Gaza, a coastal strip on the Mediterranean, has been under a complete blockade for over two months, leaving its 1.1 million children and 2.1 million people in dire need of humanitarian aid. The situation is nothing short of catastrophic, with food, water, medicines, and fuel running out at an alarming rate. As the United Nations Children’s Fund (UNICEF) and other agencies plead for a solution, Israel’s proposal to create limited aid hubs in the south of Gaza has been met with fierce resistance.
According to James Elder, UNICEF’s spokesperson, the Israeli plan would force civilians to choose between displacement and death. It contravenes basic humanitarian principles by using aid as a bargaining chip, reinforcing control over life-sustaining items as a pressure tactic. “Humanitarian aid should never be used as a bargaining chip,” Elder emphasized.
The plan proposes only 60 aid trucks per day entering Gaza, a mere fraction of the 600-700 trucks that entered during the recent ceasefire between Israel and Hamas. This is woefully insufficient to meet the needs of the population, with UNICEF insisting that lifting the blockade and allowing humanitarian aid to flow freely is the simple solution.
Stuck outside Gaza are over 3,000 trucks of aid, including food and medicine, provided by UNRWA (United Nations Relief and Works Agency for Palestine Refugees in the Near East). Juliette Touma, UNRWA’s Director of Communications, lamented that this large amount of aid is going to waste when it could be reaching hungry children and treating those with chronic diseases. “The clock is ticking,” she urged. “The gates must reopen, the siege must be lifted as soon as possible.”
Inside Gaza, the situation is dire. Over 80 community kitchens have been forced to shut due to a lack of supplies, leading to widespread hunger. Aid teams warn that even the few food lines remaining are now gone because food is running out.
Both UNRWA and the World Health Organization (WHO) have implemented end-to-end systems to prevent aid diversion by militant groups. Dr. Margaret Harris, WHO’s spokesperson, emphasized that their supplies are reaching health facilities as intended, with no evidence of diversion within the healthcare system.
The proposed use of facial recognition technology as a precondition for accessing aid is also being met with resistance from UNICEF and other agencies, as it goes against humanitarian principles to screen and monitor beneficiaries for intelligence and military purposes.
In a poignant reminder of Gaza’s desperate situation, James Elder recalled that during the recent ceasefire, food was available in markets, water systems were repaired, and people could access healthcare safely. “It meant people could live, they could thrive,” he said.
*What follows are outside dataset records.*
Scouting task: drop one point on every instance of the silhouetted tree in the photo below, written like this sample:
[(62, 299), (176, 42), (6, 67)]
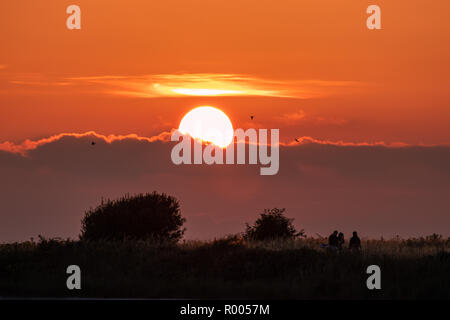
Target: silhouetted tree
[(272, 224), (142, 216)]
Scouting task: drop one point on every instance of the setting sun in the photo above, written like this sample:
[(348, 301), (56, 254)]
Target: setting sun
[(208, 124)]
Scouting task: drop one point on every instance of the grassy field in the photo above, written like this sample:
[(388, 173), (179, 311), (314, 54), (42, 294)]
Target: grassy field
[(227, 268)]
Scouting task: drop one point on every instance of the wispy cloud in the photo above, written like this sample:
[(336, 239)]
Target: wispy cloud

Today, however, everything necessary for a child to survive – food, water, medicines – is being blocked, with Israel’s proposal riskily separating family members as they move back and forth in search of aid.
As the world watches, Gaza’s plea for help grows more urgent by the day. Will the international community come together to break the blockade and deliver the aid that has been promised? The clock is indeed ticking, and every moment counts in this humanitarian crisis.